Толя уже ждет меня. Глядя на него я, с одной стороны, завидую ему, а с другой – глубоко сочувствую. Ему чуть больше двадцати лет, расцвет молодости… Он силен, быстр и умен, при чем все эти качества многократно усилены способностями бегуна. Будущее за такими, как он или, быть может, именно за ним. Но с другой стороны, хотел ли он этого? Мечтал ли в детстве о том, чтобы стать охотником Черного Безмолвия? О том, чтобы быть кумиром молодежи и, одновременно, тем, чьим именем матери пугают маленьких детей. «Вот не будешь есть суп из липовой коры – позову страшного дядьку Толю-бегуна. Отдам тебя ему…» Да, нас боготворят, но еще больше боятся. Наверное, так и должно быть – люди всегда обожествляли кого-либо. Деревянных идолов, пророков… Поклонялись Христу. Но никогда еще божество не сходило со своего постамента, чтобы ворваться в толпу людей.

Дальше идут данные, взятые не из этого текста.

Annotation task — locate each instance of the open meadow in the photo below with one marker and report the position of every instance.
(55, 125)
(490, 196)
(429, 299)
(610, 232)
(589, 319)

Моя юность прошла в довоенные годы, когда казалось, что солнце будет сиять над головой вечно, что тьма – это лишь время суток, и что зима в Сибири всего пол года. Толе повезло меньше – когда я заканчивала институт, наслаждаясь всеми прелестями молодой студенческой жизни, он еще пешком под стол ходил. Он не видел, и никогда не увидит той юности, в которой ошибка не влечет за собой смерть.

Но нельзя жить прошлым – оно уже ушло. Нельзя жить будущим – его еще нет, и, в нашем случае, быть может, никогда и не будет. Нужно жить настоящим, а настоящее принадлежит Толе и, в меньшей степени, мне. Ну и неизвестному бегуну-мародеру, конечно…. А вот это уже плохо.

– Пошли. – вместо приветствия говорит мне Толя. В Безмолвии слова вообще излишни.

– Пошли. – соглашаюсь я. – Пойдем отвоевывать настоящее.

Он удивленно смотрит на меня, но вопроса так и не задает. Быть может, понял, быть может, просто счел это моим очередным ребячеством.

Двумя облачками темноты мы скользнули за ворота, выходя на просторы Безмолвия. Одновременно мы нагибаемся, набирая в пригоршни черный, радиоактивный снег, разминаем его в руках, чувствуя, как по пальцам скользит холодная вода… Как ладони покрываются черными разводами стекающей с них грязи. Мы глубоко вдыхаем, приноравливаясь к холодному воздуху Безмолвия, подготавливая наши тела к поддержанию температуры на нужном уровне.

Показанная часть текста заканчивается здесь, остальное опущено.